2. The consenting individual must understand the circumstances and voluntarily waive his constitutional right to privacy; and

3. The place searched must be within the contemplation of the consenting individual.

Response to an Emergency:

A warrantless entry into a home is justified in the event the police had reason to believe that a person was dying or otherwise in need of immediate aid. See United States v. Barone, 330 F. 2d 543 (2d Cir. 1964); Wayne v. United States, 115 U.S.App.D.C. 234, 318 F 2d 205 (1963). This is a recognized exception to the warrant requirement. Further, a search of a person found in an unconscious condition is reasonable and necessary for the purposes of identification and possible discovery of a medical history carried on the person. See Perez v. State, 514 S.W.2d 748 (Tex.Cr.App. 1974), Janicek v. State, 634 S.W.2d 687 (Tex.Crim.App. 1982).
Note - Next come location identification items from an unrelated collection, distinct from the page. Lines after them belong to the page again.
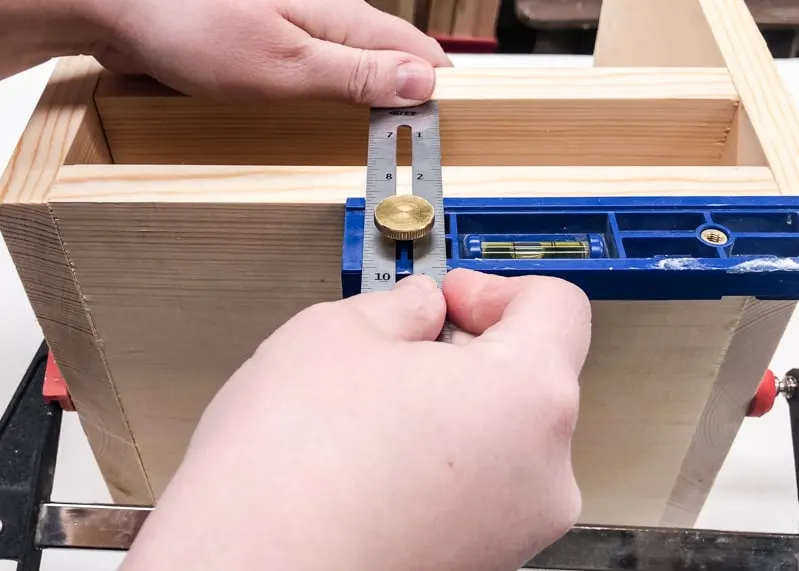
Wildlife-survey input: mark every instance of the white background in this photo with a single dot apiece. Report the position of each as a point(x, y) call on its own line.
point(755, 490)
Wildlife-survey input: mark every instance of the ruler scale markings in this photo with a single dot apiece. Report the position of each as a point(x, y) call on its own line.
point(379, 256)
point(430, 252)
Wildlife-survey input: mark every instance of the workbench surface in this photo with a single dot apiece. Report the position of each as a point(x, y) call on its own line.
point(755, 491)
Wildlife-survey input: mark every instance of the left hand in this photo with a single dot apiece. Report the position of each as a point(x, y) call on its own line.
point(250, 50)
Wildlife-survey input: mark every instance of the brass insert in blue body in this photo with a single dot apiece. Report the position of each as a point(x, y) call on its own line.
point(615, 248)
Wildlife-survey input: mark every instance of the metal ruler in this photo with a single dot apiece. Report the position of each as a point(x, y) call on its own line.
point(430, 252)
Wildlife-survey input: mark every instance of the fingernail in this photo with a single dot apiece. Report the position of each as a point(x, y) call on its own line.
point(415, 81)
point(425, 284)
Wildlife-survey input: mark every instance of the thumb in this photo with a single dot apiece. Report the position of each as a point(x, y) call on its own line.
point(413, 311)
point(377, 78)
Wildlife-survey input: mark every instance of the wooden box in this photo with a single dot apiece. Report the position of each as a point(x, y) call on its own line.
point(160, 237)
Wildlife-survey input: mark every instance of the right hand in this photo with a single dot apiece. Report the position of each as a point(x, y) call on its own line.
point(353, 439)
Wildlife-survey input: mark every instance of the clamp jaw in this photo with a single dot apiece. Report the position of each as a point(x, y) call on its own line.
point(30, 522)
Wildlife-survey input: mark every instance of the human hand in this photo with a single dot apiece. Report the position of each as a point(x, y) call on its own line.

While the emergency doctrine may justify the initial entry into a house, the purpose of the exception is to aid a person in distress. Once that crisis is contained, further searching of the residence for contraband in not permitted. Should the officer see contraband, in plain view, he would have the right to seize it. But, searching for additional contraband requires a search warrant or a valid consent to search.

Hot Pursuit:

In Warden v. Hayden, 387 U.S. 294, 18 L. Ed. 2d 782, 87 S. Ct. 1642 (1967), the

Supreme Court held the entry into a house by officers in pursuit of an armed robber was justified because any delay to secure a warrant would place the lives of others in danger.

Four circumstances should be present when officers enter a home, without consent or warrant, to search for an individual or weapons:

1. The offender might escape if the police do not make an immediate entry;

2. The offender has demonstrated that he poses a danger to the community;

3. The offender has been pursued into the house continuously from the crime scene; and

4. The warrantless arrest would be lawful if accomplished in a public place but cannot because of the suspect's election to retreat into a private place.

Contraband or Evidence About to be Destroyed or Removed from Jurisdiction:

Situations creating exigent circumstances usually include factors pointing to some danger to the officer or victim, an increased likelihood of apprehending a suspect, "or the possible destruction or removal of evidence." McNairy v. State, 835 S.W. 2d 101, 107 (Tex.Crim.App.1991).